Desde un punto de vista práctico, esto significa que el rendimiento real del decantador se acerca al rendimiento esperado a partir de la carga superficial de diseño.

Por el contrario, a medida que el número de Reynolds aumenta:

  • Aparecen microturbulencias y remolinos locales.
  • Se incrementa la resuspensión de sólidos ya depositados.
  • Parte de la superficie lamelar deja de ser hidráulicamente efectiva.
  • Se reduce la fracción de partículas capturadas para una misma carga superficial.

Este efecto explica por qué dos decantadores con idéntica superficie equivalente pueden presentar comportamientos muy distintos si sus condiciones hidráulicas internas no son comparables.

En consecuencia, el número de Reynolds actúa como un factor corrector implícito de la superficie efectiva: valores bajos permiten aprovechar plenamente el paquete lamelar, mientras que valores elevados degradan su rendimiento.

Diversos fabricantes de paquetes lamelares y guías de diseño coinciden en recomendar valores objetivo de Reynolds bajos (habitualmente del orden de 200 o inferiores) como condición para garantizar un funcionamiento estable y predecible.

Implicaciones directas en el dimensionamiento

El número de Reynolds condiciona de forma directa varios parámetros de diseño:

Separación entre placas

Separaciones habituales: 40 – 60 mm. A mayor separación, mayor facilidad constructiva y menor riesgo de ensuciamiento, pero mayor Reynolds para una misma velocidad.

Velocidad entre placas

Depende del caudal tratado y de la sección hidráulica disponible.
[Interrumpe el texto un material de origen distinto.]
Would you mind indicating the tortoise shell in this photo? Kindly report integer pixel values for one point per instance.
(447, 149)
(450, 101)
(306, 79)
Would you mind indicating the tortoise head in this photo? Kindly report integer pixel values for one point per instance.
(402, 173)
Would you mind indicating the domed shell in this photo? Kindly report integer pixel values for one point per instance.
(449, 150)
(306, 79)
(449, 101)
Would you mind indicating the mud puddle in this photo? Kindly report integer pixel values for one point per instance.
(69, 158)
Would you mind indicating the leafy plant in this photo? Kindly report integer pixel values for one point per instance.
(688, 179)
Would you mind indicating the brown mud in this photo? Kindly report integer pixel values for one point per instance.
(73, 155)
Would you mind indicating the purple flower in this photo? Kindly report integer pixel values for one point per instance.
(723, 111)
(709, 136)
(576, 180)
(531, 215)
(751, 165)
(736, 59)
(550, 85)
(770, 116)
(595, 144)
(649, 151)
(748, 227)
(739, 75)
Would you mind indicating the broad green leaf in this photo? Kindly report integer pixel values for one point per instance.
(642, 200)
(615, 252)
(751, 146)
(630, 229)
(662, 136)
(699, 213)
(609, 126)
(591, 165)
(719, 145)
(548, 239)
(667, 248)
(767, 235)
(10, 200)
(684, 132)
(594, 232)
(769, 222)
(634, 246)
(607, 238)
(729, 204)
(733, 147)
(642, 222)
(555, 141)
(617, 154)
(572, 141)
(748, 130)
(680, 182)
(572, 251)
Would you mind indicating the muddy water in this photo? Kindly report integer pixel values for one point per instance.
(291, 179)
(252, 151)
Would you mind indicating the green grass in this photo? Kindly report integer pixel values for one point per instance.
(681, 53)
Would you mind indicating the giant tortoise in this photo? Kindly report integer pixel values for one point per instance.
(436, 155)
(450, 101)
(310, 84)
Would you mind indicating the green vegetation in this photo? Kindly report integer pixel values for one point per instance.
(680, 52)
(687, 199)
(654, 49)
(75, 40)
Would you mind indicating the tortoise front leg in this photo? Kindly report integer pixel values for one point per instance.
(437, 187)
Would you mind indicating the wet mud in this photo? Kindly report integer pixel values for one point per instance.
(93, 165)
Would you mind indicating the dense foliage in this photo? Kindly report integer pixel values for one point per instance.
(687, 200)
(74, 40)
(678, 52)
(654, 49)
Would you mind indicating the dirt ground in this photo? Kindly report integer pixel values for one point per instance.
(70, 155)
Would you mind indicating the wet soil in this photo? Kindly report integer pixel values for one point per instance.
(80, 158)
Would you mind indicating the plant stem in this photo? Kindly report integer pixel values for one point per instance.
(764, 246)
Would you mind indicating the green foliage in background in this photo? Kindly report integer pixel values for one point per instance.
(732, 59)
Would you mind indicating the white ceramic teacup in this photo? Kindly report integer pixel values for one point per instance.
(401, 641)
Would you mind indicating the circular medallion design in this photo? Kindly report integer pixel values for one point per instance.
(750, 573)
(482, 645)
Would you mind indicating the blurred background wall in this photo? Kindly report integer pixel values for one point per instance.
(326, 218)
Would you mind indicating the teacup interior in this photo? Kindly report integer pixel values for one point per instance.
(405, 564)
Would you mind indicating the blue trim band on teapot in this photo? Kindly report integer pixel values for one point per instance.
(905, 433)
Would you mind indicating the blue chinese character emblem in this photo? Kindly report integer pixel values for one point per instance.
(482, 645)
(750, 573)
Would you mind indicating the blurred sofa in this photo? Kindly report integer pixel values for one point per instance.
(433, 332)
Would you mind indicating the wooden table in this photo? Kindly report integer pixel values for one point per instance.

El incremento de velocidad aumenta linealmente el Reynolds.

Longitud de las placas

Aunque no interviene directamente en el Reynolds, una longitud suficiente asegura tiempo de residencia adecuado y desarrollo completo del régimen laminar.

Influencia de la temperatura

La viscosidad cinemática del agua aumenta a bajas temperaturas, lo que reduce el Reynolds para una misma velocidad.

A modo orientativo:

  • 10 °C → 𝞶 ≈ 1,3 · 10⁻⁶ m²/s
  • 20 °C → 𝞶 ≈ 1,0 · 10⁻⁶ m²/s

En climas fríos, el diseño puede resultar ligeramente más favorable desde el punto de vista hidráulico.

Diferencias entre ETAP y EDAR

  • ETAP: partículas más finas, menor densidad, mayor sensibilidad a turbulencias → se recomiendan valores bajos de Reynolds.
  • EDAR: sólidos primarios y biológicos más densos → mayor tolerancia, aunque sigue siendo recomendable mantener régimen laminar.

En ambos casos, el Reynolds no sustituye a la carga superficial, sino que la complementa.

Conclusiones

El número de Reynolds es un parámetro sencillo pero extremadamente útil para evaluar la calidad hidráulica de un decantador lamelar.

Su verificación durante el dimensionamiento permite:

  • Reducir incertidumbres de rendimiento
  • Evitar sobredimensionamientos innecesarios
  • Aumentar la fiabilidad operativa

Incorporar este criterio junto con la carga superficial, la geometría del paquete lamelar y la calidad del agua a tratar conduce a diseños más robustos y predecibles.